The friends of the Administration are making great efforts in Pennsylvania. We have been busily engaged during the summer in counteracting them. Success has, I think, hitherto attended our efforts. I do not fear the vote of the State, although it is believed every member of the State administration, except General Bernard, is hostile to your election. Your security will be in the gratitude and in the hearts of the people.
Please to present my best respects to Mrs. Jackson, and believe me to be, very respectfully, your friend,
James Buchanan.
This subject of Mr. Buchanan’s connection with the Presidential election of 1824–5, and its incidents, passed out of the public mind, after the publication of the letters which I have quoted. But it was again revived when Mr. Buchanan became a candidate for the Presidency in 1856. All that it is needful to say here is, that for nearly three years after the election of 1824–5, no impression seems to have existed in the mind of General Jackson that Mr. Buchanan’s interview with him in December, 1824, had any purpose but that which Mr. Buchanan has described; but that in 1827, General Jackson, in the heat of the renewed controversies about the supposed bargain between Mr. Adams and Mr. Clay, took up the erroneous idea that Mr. Buchanan could, if he were to declare the truth, make it apparent that Mr. Clay or his friends had attempted to effect the same kind of bargain with General Jackson, which attempt was indignantly repelled. A candid examination of the facts is all that is needful to convince any one that the General was in error in 1827, and that he was equally in error at a much later period. When he became President, and for a long time thereafter, his confidence in Mr. Buchanan was manifested in so many ways that one is led to believe that his view in 1827 of Mr. Buchanan’s conduct in the matter of the Presidential election of 1824–5 was an exceptional idiosyncrasy, resulting from the excitement which his mind always felt in regard to that event, and which was strongly renewed in him in 1827.
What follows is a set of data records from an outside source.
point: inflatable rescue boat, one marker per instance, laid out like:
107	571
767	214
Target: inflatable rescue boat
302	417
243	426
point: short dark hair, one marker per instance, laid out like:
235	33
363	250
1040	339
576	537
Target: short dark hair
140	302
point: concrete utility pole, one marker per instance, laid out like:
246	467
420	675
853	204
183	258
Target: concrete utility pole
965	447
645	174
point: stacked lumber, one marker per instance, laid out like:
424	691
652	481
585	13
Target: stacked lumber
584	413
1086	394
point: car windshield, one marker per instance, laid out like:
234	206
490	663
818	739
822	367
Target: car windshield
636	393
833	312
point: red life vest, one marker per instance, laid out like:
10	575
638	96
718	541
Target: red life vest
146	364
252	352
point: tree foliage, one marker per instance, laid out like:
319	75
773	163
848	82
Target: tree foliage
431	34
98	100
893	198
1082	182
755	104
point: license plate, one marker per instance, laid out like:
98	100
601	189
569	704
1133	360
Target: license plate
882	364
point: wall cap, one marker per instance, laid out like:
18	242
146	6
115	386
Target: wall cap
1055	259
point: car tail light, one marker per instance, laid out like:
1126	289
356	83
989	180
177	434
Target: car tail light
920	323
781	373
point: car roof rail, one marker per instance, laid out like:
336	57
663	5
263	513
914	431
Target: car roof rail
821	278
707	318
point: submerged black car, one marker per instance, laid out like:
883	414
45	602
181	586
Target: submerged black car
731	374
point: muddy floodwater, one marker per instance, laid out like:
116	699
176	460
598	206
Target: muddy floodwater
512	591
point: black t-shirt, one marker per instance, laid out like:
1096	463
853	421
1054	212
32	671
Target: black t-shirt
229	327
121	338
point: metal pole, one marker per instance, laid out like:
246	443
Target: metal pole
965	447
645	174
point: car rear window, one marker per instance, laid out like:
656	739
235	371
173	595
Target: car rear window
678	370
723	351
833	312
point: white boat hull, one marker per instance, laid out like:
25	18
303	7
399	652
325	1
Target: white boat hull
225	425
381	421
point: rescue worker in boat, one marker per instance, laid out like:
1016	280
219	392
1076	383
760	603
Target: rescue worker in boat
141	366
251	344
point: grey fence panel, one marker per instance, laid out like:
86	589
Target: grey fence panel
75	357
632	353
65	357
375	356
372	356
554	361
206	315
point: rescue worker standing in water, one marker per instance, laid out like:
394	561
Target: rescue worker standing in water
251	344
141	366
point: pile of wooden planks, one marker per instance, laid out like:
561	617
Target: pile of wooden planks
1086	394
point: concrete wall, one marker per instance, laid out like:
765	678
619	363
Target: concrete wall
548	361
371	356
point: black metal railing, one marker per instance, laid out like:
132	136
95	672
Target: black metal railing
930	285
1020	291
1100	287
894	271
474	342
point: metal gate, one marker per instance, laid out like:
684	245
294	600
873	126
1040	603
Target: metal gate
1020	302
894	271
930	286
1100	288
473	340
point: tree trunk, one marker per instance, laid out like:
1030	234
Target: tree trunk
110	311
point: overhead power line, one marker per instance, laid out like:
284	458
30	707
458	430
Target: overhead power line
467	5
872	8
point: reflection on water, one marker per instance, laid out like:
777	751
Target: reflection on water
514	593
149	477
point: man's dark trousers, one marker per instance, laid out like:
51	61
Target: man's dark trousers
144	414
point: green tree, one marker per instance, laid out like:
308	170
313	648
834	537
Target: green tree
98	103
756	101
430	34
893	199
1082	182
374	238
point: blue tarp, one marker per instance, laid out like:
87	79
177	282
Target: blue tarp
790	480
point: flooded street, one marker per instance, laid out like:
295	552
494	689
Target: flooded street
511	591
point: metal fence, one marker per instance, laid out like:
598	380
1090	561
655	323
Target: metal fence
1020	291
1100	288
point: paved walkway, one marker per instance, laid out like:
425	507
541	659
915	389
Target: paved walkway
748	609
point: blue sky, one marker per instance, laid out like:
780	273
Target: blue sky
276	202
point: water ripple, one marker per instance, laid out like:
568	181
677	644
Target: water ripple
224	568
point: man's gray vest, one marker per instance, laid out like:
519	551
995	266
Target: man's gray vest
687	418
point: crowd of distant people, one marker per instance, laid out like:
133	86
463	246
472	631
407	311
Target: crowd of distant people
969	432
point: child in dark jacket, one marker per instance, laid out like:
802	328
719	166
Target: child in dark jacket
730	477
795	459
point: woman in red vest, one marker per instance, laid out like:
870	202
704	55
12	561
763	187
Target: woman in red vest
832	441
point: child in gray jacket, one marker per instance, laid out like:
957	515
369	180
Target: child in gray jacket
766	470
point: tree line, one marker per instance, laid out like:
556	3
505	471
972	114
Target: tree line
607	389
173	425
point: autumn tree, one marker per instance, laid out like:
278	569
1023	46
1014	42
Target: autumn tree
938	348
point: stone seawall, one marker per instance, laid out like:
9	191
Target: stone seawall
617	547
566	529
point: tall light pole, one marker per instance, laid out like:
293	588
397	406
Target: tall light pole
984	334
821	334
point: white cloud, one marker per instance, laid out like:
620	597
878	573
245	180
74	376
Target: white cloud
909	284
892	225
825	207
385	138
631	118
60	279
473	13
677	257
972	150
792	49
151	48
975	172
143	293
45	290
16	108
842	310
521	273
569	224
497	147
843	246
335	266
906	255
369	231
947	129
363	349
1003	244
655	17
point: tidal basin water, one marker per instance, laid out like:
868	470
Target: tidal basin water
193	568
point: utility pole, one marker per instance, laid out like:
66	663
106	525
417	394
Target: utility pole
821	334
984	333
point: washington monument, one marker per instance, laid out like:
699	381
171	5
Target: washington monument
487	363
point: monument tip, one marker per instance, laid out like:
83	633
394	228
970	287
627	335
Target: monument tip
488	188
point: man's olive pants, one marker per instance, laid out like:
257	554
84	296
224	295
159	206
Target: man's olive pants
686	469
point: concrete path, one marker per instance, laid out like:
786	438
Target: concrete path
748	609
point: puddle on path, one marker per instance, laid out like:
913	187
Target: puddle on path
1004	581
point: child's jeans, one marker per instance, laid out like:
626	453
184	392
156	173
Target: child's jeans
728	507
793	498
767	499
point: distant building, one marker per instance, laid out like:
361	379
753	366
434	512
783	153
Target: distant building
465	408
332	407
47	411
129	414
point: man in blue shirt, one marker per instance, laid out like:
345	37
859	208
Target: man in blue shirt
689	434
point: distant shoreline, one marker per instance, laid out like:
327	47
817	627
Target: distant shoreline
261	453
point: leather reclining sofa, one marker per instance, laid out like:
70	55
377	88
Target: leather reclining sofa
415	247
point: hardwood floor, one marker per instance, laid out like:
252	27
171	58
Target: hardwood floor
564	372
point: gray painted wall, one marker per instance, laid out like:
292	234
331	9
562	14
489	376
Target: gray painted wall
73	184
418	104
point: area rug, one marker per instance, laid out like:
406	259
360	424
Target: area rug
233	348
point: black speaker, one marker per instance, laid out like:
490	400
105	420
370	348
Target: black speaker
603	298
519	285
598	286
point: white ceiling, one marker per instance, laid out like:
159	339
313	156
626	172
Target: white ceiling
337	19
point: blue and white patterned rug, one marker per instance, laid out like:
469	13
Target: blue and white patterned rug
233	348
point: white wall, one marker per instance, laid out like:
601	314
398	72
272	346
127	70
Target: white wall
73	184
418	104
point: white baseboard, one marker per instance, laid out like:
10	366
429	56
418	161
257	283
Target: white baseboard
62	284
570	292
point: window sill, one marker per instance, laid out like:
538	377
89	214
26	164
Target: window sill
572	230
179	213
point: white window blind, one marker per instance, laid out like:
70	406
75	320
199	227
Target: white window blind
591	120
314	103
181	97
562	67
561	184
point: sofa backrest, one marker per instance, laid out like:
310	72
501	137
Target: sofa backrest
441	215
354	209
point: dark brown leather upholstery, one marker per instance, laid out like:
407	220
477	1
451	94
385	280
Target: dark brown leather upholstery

It will be necessary to advert to this subject again, because, when Mr. Buchanan was a candidate for the Presidency in 1856, the whole story was revived by persons who were unfriendly to him, and who then made use of a private letter which was extracted from General Jackson in 1845, in a somewhat artful manner, when he was laboring under a mortal illness. But an account of this political intrigue belongs to the period when it was set on foot.
CHAPTER IV.
1825–1826.
BITTER OPPOSITION TO THE ADMINISTRATION OF JOHN QUINCY ADAMS—BILL FOR THE RELIEF OF THE REVOLUTIONARY OFFICERS—THE PANAMA MISSION—INCIDENTAL REFERENCE TO SLAVERY.
The circumstances attending the election of Mr. Adams led to the formation of a most powerful opposition to his administration, as soon as he was inaugurated. The friends of General Jackson, a numerous and compact body of public men, representing a much larger number of the people of the Union than the friends of Mr. Adams could be said to represent, felt that he had been unfairly deprived of the votes of States in the House of Representatives which should have been given to him. Especially was this the case, they said, in regard to the State of Kentucky, whose Legislature had plainly indicated the wish of a majority of her people that her vote in the House should be given to General Jackson; and when it was announced that Mr. Adams, who had received the unanimous electoral vote of only six States, had obtained the votes of thirteen States in the House, while General Jackson had obtained but seven, and when Mr. Clay had been appointed by Mr. Adams Secretary of State, there was a bitterness of feeling among the supporters of General Jackson, which evinced at once a fixed determination to elect him President at the end of the ensuing four years.